J’avoue être fasciné par les lieux de pouvoir, ceux où l’on décide bien plus que ceux où l’on agit… Oh, je sais, il y a d’ores et déjà une incohérence dans cette phrase. Lieux de pouvoir, lieux d’action. Vous me direz : « les lieux où l’action se passe sont désormais les vrais lieux de pouvoir ». Oui, c’est vrai. Nos organisations ont fortement évolué et un large pouvoir est détenu par les managers de terrain. Les lieux de pouvoir, comme je les entends, sont dès lors les CA, surtout, et les comités de direction. Administrateurs et top managers peuvent faire et défaire une entreprise, choisir les grandes orientations stratégiques et les personnes pour les conduire. Mais, désormais, ils s’appuient bien plus qu’avant sur des dossiers préparés par leurs collaborateurs, managers, experts ou conseils extérieurs, ceux-là même qui compilent, synthétisent, résument, concluent, conseillent. Parfois, les décideurs se contentent de valider ce travail préparatoire sans approfondir suffisamment leur propre réflexion.

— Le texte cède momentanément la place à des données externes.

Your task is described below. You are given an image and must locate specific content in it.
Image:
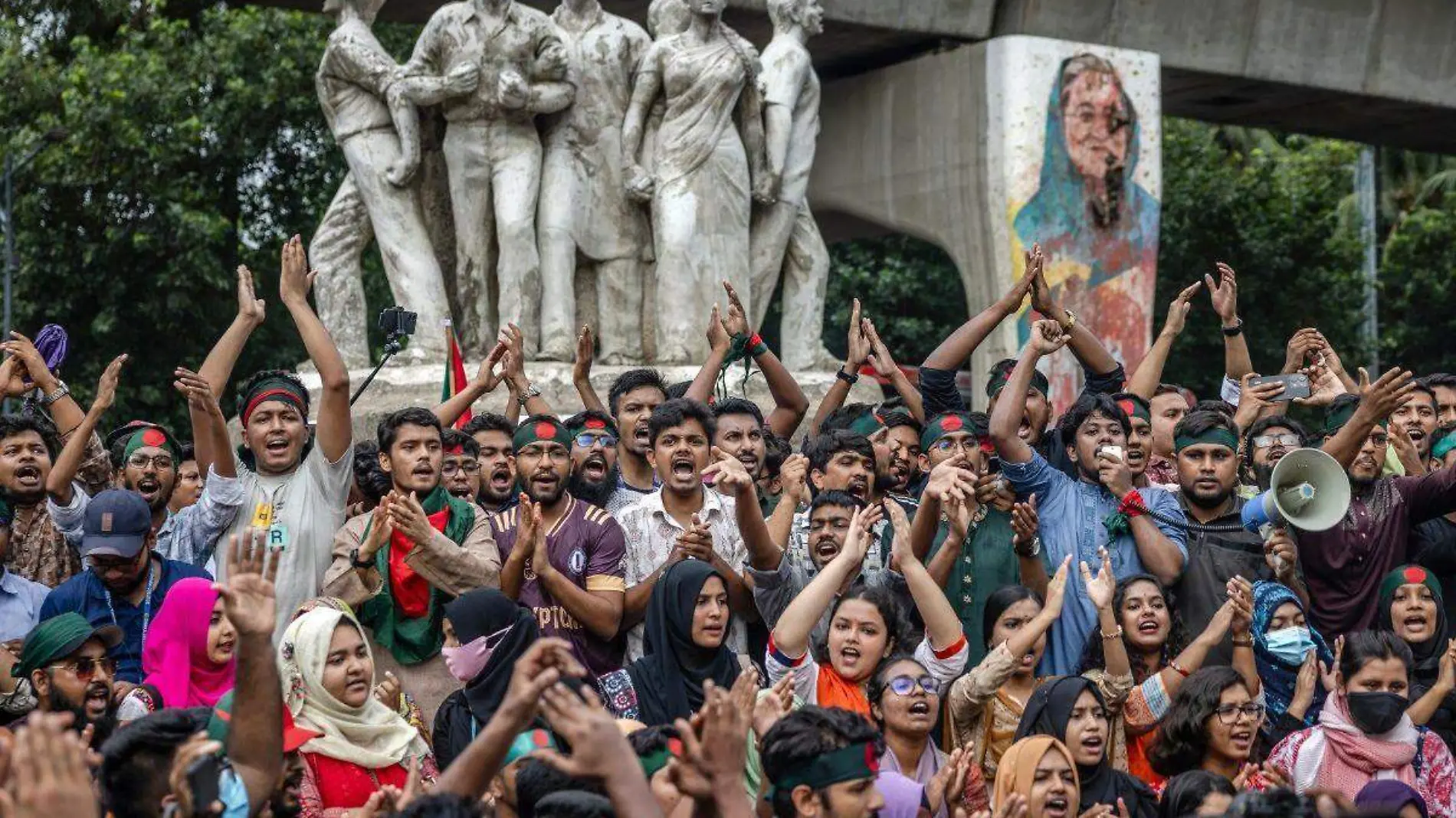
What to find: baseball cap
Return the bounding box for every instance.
[80,489,152,559]
[10,611,123,679]
[207,690,323,752]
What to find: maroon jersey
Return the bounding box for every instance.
[490,495,626,676]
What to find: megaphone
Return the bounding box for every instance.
[1242,448,1349,538]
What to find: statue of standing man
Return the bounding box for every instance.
[314,0,450,367]
[536,0,652,364]
[749,0,838,370]
[401,0,574,355]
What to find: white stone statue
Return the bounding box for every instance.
[536,0,652,364]
[401,0,572,355]
[751,0,838,370]
[313,0,450,367]
[621,0,763,364]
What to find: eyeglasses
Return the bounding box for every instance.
[51,656,116,681]
[576,432,618,448]
[1215,702,1264,725]
[126,453,172,472]
[890,676,940,695]
[1254,432,1300,448]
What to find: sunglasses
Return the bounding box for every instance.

Dans l’organigramme ou dans l’organisation de nos politiques, de nos stratégies, de nos entreprises, la pensée et la décision doivent elles-aussi être valorisées et reconnues face à l’action.
Ces lieux de décision doivent retrouver leur juste place et, dès lors, doivent être outillés, renforcés, animés. Les codes de bonne gouvernance vont d’ailleurs dans ce sens. On ne peut évidemment pas nier les initiatives visant à renforcer les efforts engagés. Des administrateurs, réunis en association, des consultants et autres experts y travaillent activement. Mais il manque des dimensions essentielles à l’exercice de la gouvernance, celle-ci étant trop focalisée sur les aspects financiers.
Les administrateurs doivent être capables d’envisager la complexité de leur organisation de manière plus large et plus profonde, de mettre les projets et stratégies en contexte, de les modéliser de manière plus précise en envisageant plus de scénarios possibles, plus de conséquences, sur plus de parties prenantes et sur un temps plus long. Tout n’est pas prévisible, mais on peut chercher à toujours aller plus loin dans ce sens.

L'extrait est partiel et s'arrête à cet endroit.